Chemical and physical data
- Formula: C_{16}H_{20}BrNO_{2}
- Molar mass: 338.245 g·mol^{−1}
- 3D model (JSmol): Interactive image;
- SMILES Brc1ccc(cc1)[C@H]2C[C@@H]3N(C)[C@H]([C@H]2C(=O)OC)CC3;
- InChI InChI=1S/C16H20BrNO2/c1-18-12-7-8-14(18)15(16(19)20-2)13(9-12)10-3-5-11(17)6-4-10/h3-6,12-15H,7-9H2,1-2H3/t12-,13-,14+,15+/m1/s1; Key:HNVGNUVAMRLMSG-KBXIAJHMSA-N;

= RTI-51 =

Chemical compound

(–)-2β-Carbomethoxy-3β-(4-bromophenyl)tropane (RTI-4229-51, bromopane) is a semi-synthetic alkaloid in the phenyltropane group of psychostimulant compounds. First publicized in the 1990s, it has not been used enough to have gained a fully established profile. RTI-51 can be expected to have properties lying somewhere in between RTI-31 and RTI-55. It has a ratio of monoamine reuptake inhibition of dopamine > serotonin > norepinephrine (1.8:10.6:37.4 nM respectively) which is an unusual balance of effects not produced by other commonly used compounds (although RTI-121 is similar, but more DAT selective). It has been used in its ^{76}Br radiolabelled form to map the distribution of dopamine transporters in the brain.

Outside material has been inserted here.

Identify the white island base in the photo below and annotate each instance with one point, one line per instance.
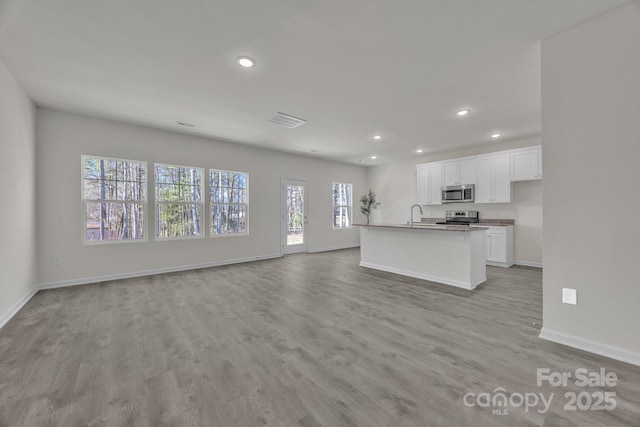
(438, 254)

Modern research seems to confirm the above hypothesis. However, earlier work produced more scattered results. Based upon what is obvious from the table, RTI-31, RTI-51, and RTI-55 are all similarly potent TRIs.

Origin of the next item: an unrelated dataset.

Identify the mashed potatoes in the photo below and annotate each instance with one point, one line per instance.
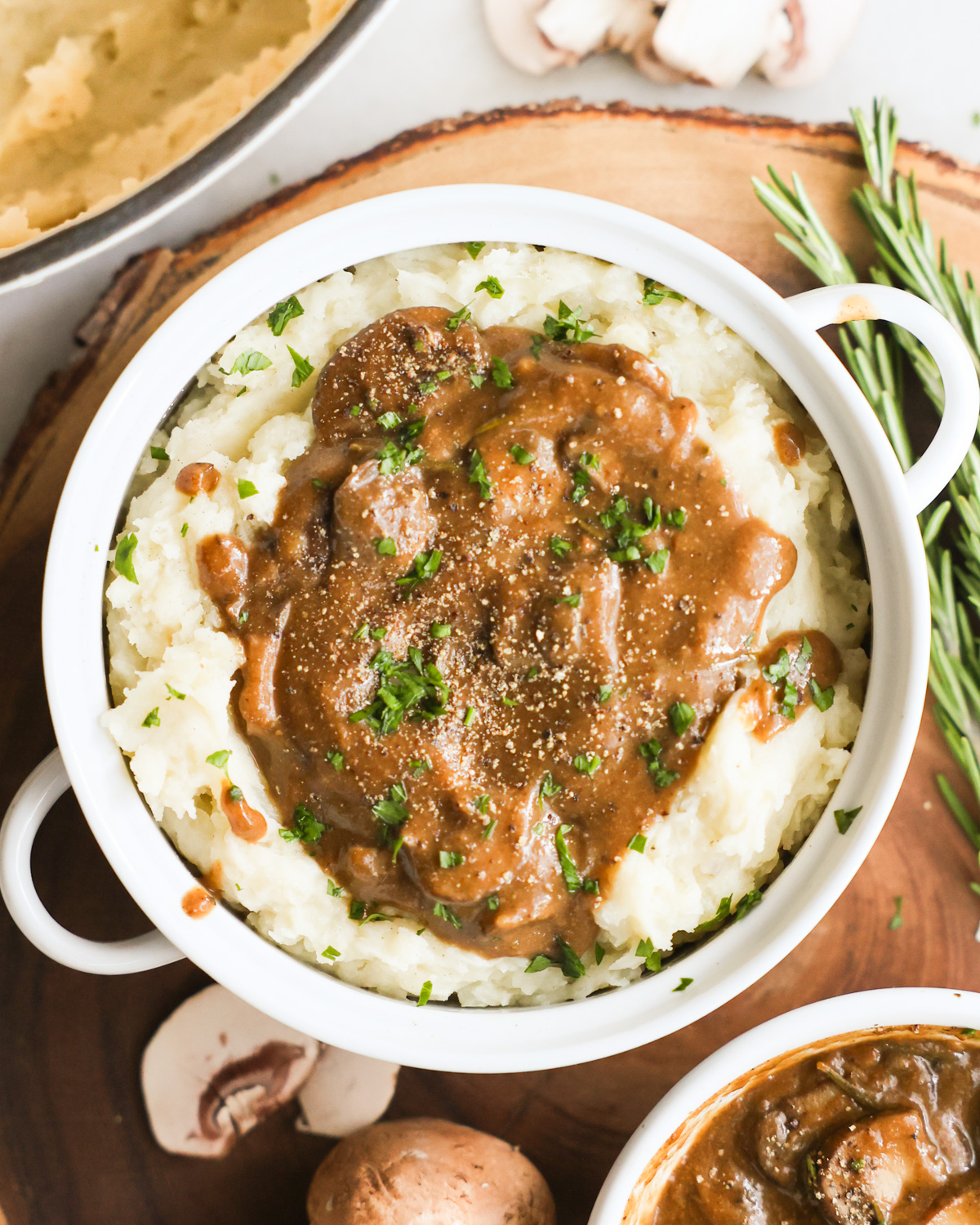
(100, 96)
(746, 801)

MAT IC_{50} (and K_{i}) for simple phenyltropanes with 1R,2S,3S stereochemistry.
| Compound | [^{3}H]CFT | [^{3}H]DA | [^{3}H]Nisoxetine | [^{3}H]NE | [^{3}H]Paroxetine | [^{3}H]5-HT |
|---|---|---|---|---|---|---|
| Cocaine | 89.1 | 275 cf. 241 | 3300 (1990) | 119 cf. 161 | 1050 (45) | 177 cf. 112 |
| WIN 35,065-2 | 23 | 49.8 | 920 (550) | 37.2 | 1960 (178) | 173 |
| WIN 35,428 | 13.9 | 23.0 | 835 (503) | 38.6 | 692 (63) | 101 |
| RTI-31 | 1.1 | 3.68 | 37 (22) | 5.86 | 44.5 (4.0) | 5.00 |
| RTI-113 | 1.98 | 5.25 | 2,926 | 242 | 2,340 | 391 |
| RTI-51 | 1.7 | ? | 37.4 (23) | ? | 10.6 (0.96) | ? |
| RTI-55 | 1.3 | 1.96 | 36 (22) | 7.51 | 4.21 (0.38) | 1.74 |
| RTI-32 | 1.7 | 7.02 | 60 (36) | 8.42 | 240 (23) | 19.4 |

Data in above table is from rats brains (1995). More recent work has advocated using cloned human transporters.